Hadoop Developer Resume
CaliforniA
PROFESSIONAL SUMMARY:
- 4+ years of hands on experience in Hadoop, HDFS, Map Reduce and Hadoop Ecosystem.
- 4 years of experience on SQL data base systems.
- Excellent experience in exporting and importing data from RDMS to HDFS, HIVE TABLES, and HBase by using Sqoop.
- Worked with different file formats like JSON, XML, Avro data files and text files.
- Good understanding and knowledge of NOSQL data bases like HBase.
- Excellent experience in monitoring system, development and support related activities for Hadoop Java/J2EE Technologies.
- Experience in Hadoop in stand - alone, pseudo and distributed modes.
- Have a good knowledge in cloud computing in AWS like EC2, S3, which provides fast and efficient processing of big data.
- Used PIG latin scripts, join operations, custom user defined functions (UDF) to perform ETL operations.
- Experienced in working with Map Reduce design patterns to solve complex Map Reduce programs.

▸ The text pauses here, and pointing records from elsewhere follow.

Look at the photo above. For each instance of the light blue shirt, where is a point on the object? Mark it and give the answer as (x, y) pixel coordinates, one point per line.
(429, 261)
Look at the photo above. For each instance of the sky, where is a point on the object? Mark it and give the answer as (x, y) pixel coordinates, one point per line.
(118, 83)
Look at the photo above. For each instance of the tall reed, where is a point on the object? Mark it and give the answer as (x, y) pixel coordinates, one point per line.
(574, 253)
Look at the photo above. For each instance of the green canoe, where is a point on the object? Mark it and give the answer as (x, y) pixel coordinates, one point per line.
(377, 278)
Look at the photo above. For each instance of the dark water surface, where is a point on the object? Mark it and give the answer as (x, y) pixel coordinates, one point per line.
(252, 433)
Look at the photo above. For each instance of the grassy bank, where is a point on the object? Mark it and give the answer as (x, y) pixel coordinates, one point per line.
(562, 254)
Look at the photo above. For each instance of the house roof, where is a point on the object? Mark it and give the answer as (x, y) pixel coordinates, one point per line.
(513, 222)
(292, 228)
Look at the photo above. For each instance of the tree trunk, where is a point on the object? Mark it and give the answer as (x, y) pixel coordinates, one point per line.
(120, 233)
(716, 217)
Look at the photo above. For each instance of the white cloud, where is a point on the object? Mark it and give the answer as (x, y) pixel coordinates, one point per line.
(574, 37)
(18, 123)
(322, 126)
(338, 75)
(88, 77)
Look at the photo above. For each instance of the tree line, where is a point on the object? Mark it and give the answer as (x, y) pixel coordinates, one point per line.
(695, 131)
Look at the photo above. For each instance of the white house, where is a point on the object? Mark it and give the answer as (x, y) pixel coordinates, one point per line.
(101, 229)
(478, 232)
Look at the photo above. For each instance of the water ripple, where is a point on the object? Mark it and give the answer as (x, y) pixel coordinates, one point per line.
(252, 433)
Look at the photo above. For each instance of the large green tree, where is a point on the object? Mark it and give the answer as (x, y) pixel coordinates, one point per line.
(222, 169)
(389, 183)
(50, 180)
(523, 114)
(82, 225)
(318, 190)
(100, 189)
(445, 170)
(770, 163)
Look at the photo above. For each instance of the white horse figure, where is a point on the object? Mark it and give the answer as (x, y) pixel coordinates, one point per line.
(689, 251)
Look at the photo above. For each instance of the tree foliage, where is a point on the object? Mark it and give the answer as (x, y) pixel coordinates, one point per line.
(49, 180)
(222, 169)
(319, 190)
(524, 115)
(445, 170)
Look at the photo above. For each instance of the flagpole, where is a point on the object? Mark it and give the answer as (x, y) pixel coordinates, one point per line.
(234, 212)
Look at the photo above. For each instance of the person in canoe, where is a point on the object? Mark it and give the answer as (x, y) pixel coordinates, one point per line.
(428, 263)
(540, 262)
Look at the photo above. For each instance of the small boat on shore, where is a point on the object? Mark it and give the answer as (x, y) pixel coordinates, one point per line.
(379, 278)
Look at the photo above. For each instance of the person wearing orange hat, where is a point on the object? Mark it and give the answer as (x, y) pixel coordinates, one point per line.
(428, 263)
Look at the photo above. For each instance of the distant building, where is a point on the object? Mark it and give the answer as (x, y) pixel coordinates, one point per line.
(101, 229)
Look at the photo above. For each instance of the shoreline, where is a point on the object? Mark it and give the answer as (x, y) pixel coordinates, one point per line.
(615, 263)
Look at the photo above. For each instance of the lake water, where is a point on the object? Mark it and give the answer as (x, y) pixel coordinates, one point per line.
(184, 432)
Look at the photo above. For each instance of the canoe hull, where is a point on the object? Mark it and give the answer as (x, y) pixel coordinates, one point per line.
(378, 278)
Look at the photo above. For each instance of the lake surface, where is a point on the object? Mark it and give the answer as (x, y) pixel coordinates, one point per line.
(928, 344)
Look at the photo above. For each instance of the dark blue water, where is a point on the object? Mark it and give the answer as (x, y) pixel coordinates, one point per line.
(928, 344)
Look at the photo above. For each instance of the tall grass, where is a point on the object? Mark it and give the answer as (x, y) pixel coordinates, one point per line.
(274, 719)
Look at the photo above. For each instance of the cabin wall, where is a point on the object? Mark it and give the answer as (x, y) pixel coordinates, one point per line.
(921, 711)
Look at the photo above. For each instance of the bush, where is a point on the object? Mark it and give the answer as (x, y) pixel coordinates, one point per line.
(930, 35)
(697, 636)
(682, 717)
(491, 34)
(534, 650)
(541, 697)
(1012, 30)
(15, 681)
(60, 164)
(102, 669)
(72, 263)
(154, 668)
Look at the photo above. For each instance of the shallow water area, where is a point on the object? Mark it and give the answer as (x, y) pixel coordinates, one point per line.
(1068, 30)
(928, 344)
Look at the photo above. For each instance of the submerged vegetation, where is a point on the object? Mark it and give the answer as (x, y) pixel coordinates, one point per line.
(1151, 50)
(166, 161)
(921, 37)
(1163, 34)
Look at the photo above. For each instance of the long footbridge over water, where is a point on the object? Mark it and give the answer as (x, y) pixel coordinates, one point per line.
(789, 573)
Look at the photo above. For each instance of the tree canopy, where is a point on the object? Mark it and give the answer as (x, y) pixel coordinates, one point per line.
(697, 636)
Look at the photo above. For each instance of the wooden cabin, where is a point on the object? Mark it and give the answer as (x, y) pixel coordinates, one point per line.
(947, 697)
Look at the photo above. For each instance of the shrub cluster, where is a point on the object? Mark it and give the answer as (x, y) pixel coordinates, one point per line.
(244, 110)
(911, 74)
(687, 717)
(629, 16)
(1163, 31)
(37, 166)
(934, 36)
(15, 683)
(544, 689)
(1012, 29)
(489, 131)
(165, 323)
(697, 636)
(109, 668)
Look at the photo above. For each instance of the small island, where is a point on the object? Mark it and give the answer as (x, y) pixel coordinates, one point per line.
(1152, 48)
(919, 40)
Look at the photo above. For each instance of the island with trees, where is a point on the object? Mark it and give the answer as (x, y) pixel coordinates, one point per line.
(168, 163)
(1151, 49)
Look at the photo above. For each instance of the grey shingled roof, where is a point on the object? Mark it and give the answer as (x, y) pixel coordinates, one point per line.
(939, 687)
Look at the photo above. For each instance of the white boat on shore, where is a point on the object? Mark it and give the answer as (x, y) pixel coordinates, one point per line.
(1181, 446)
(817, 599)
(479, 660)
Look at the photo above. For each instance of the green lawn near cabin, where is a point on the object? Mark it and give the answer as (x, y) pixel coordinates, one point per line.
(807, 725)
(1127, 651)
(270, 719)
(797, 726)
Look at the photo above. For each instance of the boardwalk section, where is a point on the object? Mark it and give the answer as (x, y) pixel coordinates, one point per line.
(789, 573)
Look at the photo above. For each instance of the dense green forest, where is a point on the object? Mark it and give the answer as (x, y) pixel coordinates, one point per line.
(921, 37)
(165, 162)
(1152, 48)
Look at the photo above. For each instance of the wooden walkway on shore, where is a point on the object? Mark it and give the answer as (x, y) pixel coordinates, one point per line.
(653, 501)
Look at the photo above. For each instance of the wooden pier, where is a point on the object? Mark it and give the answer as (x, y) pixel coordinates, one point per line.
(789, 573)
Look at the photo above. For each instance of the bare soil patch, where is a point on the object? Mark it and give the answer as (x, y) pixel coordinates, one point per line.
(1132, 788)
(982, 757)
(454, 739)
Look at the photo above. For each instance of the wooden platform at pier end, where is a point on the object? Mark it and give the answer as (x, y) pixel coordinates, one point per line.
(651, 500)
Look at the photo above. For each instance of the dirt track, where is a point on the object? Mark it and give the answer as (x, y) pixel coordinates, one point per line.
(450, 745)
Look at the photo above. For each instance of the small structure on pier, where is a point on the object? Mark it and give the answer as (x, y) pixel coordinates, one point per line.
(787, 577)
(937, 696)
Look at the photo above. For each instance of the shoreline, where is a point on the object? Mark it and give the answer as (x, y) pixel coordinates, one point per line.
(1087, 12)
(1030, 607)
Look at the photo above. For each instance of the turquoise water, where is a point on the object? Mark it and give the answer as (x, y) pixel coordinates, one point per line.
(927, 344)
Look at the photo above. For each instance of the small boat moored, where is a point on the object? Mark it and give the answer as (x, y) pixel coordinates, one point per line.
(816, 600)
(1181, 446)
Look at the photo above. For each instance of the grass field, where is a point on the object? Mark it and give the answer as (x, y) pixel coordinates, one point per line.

- Extensive experience in writing custom Map Reduce programs for data processing and UDFs for both HIVE and PIG in JAVA.
- Have good experience in analyzing large amounts of data sets writing PIG SCRIPTS and HIVE queries.
- Worked on custom PIG LOADERS and Storage classes to work with a variety of data formats such as JSON, Compressed CSV, etc.
- Great team player and quick learner with effective communication, motivation, and organizational skills combined with attention to details and business improvements.
- Ability to transform complex business requirements into technical specifications.
- Data processing, Big Data Analytics, Installation, Configuration & Testing, Product Design & Development.
- System Architecture Support, Client, Relationship Management, Project Management, Quality Assurance.
- Research Reporting & Documentation, Leadership & Team Management, Strategy, Service-Oriented Architecture.
TECHNICAL SKILLS
Big Data Ecosystem: Hadoop, Hive, Flume, Map Reduce, Spark, Pig, HBase, Cassandra, Oozie, Kafka, AWS, Zookeeper, Impala.
Languages: Python, Java, Nodejs, HTML, CSS, JavaScript
Software: Apache, Nginx
Database: MySQL, MongoDB, Neo4J
PROFESSIONAL EXPERIENCE:
Confidential, California
Hadoop Developer
Responsibilities:
- Involved in complete SDLC life cycle of Big Data project that includes requirement analysis, design, coding, testing and production.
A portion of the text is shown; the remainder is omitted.